An oil executive and economist agree — the old principle of supply and demand are key to setting fuel prices.
During the winter of 2014, motorists in the United States welcomed a steep decline in the price of gasoline. What drives the price of fuel? Simply, supply and demand.
“The majority of the cost to manufacture gasoline and diesel is the cost of crude oil. The supply and demand sets the price for both gasoline and diesel. Diesel is taxed at a $.06 per gallon higher rate than gasoline,” said Tom Kelley, ’81, senior vice president of marketing for Marathon Petroleum Company. “Other factors for determining the price of gasoline and diesel would be how much supply is available, the time of the year and the demand. Competitive conditions factor in as well.”
Domestic oil production has increased dramatically over the past several years because of the shale boom, spurred by extraction technology called hydraulic fracturing, Kelley said. Crude oil is a finite resource, but the improved technology has dramatically increased the proven reserves.
Indiana State is contributing to this increase in domestic production. On university property east of campus, the Lawrenceville, Ill.-based Pioneer Company started horizontal drilling to reach oil and gas beneath the campus in late December 2013. The oil being extracted is a sweet crude oil, and it has low sulfur content, said Dan Bradley, president of Indiana State, during an April 1 presentation at the Westminster Village in Terre Haute.
“To ensure no student, faculty or staff members smelled the oil, a catalytic burner is used to burn off the methane produced by the wells. In the contract, if we smell odors from the wells, Pioneer Company would fix it immediately,” Bradley said.
The university’s agreement with Pioneer provides for royalty payments of not less than 15 percent for all oil products produced. Proceeds, which totaled $350,000 in the first year, will be used to address deferred maintenance on campus.
“Currently, around 100 barrels a day are produced in the latest data, which means it is producing roughly 800 to 900 barrels a week,” Bradley said.
With significant production increases spurred by hydraulic fracturing, the price of crude oil dropped dramatically, Kelley said.
“The United States is less dependent on foreign oil than we used to be. About 40 percent of our oil still comes from foreign sources,” Kelley said.
While a controversial method because of environmental impact concerns, fracking, as it’s commonly known, allows companies to extract oil in the same areas or reservoirs previously thought to be depleted.
“Crude oil was averaging slightly above a $100 a barrel for most of 2013 and 2014,” said Bob Guell, Indiana State economics professor. “There are different types of oils like Saudi Sweet, West Texas Intermediate and Brent oil. With various world standards of oil, all oils have different consistencies and properties; it is not just a homogeneous product. The result of these difference is that oils yield gasoline at different rates and at different costs.”
What triggered the drop in lower crude oil prices was increased production in the United States. WTI prices went as low as $39 per barrel, although it has recently bounced back more than $50 per barrel, remaining relatively stable since mid-February of this year, said Guell.

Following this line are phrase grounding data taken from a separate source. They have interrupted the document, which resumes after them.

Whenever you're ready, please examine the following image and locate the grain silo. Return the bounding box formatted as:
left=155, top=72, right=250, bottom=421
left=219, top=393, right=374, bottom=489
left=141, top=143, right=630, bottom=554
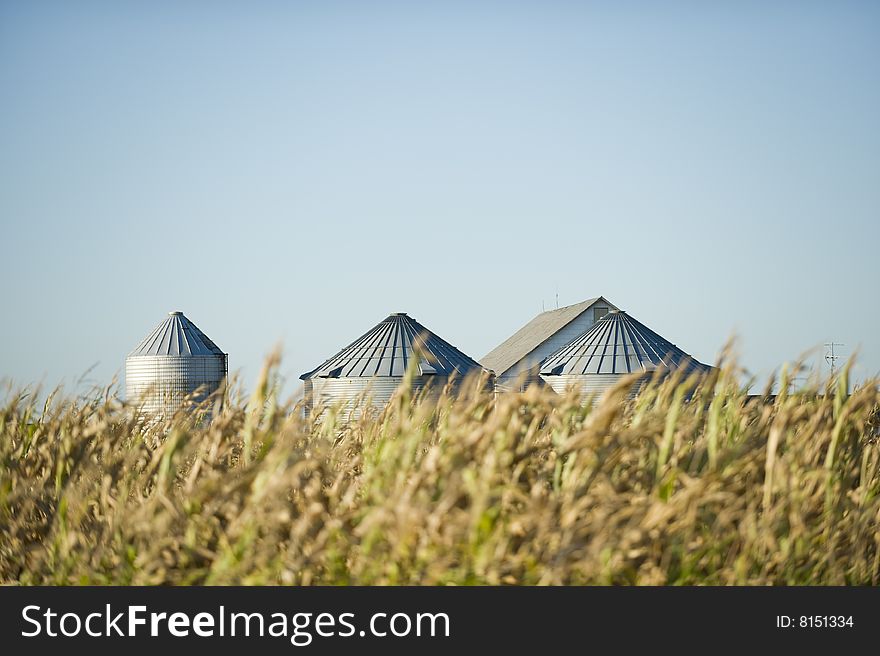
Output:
left=300, top=312, right=488, bottom=418
left=125, top=311, right=228, bottom=417
left=539, top=310, right=711, bottom=401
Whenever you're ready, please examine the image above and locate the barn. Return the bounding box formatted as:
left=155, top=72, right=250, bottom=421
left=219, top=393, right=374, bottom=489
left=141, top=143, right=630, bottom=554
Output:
left=481, top=296, right=618, bottom=391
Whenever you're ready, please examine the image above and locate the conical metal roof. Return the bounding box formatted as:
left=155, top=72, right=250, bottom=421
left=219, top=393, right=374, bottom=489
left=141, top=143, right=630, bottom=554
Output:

WTI oil dropped because of new production of oil in North Dakota. North Dakota oil is different from WTI oil in that it comes from tar sands, which is thicker oil and is less easily refined into gasoline, explained Guell. On top of that, it must be transported over rail to refineries, where oil produced in West Texas and Oklahoma is transported by much cheaper means — pipelines.
Before the recent domestic oil boom, an intergovernmental organization of oil-exporting countries, Organization of the Petroleum Exporting Countries, kept crude oil prices stable.
“Historically, when Saudi Arabia saw oil prices falling, it would cut its production by what was necessary so that the price of gas was relatively stable,” Guell said. “This time, Saudi Arabia made an explicit decision not to cut its production by the amount of increased U.S. production.”
No matter the cause of behind declines in fuel costs, it has a positive effect on the economy, giving motorists and businesses more money to spend elsewhere.
“With the current lower price of gas, the average driver is likely to save $600-700 a year,” Kelley said. “Potential impacts could be greater consumer spending, paying down debt or the ability for consumers to save. ”
Why is the price of gas different in Terre Haute than other cities in Indiana?
The closest refinery to Terre Haute is 50 miles away located in Robinson, Ill., and operated by Marathon. There are limited and specific places where the pipeline is interrupted by an ability to get gas out of it, Guell said.
“The closest pipeline terminal would be in Indianapolis. That is one reason why gasoline prices in Terre Haute and other cities outside central Indiana are higher than the they are in the Indianapolis area,” Guell said.
With the advancement of technology constantly evolving, the United States has an oil supply for about the next 100 decades, Guell said.
While some may say the drop in crude oil prices will slow future innovation, Kelley disagrees.
“I do not expect innovation to stall in the future. I think America is very creative, talented and entrepreneurial. In my estimation, we will always find ways to innovate in any price environment,” Kelley said.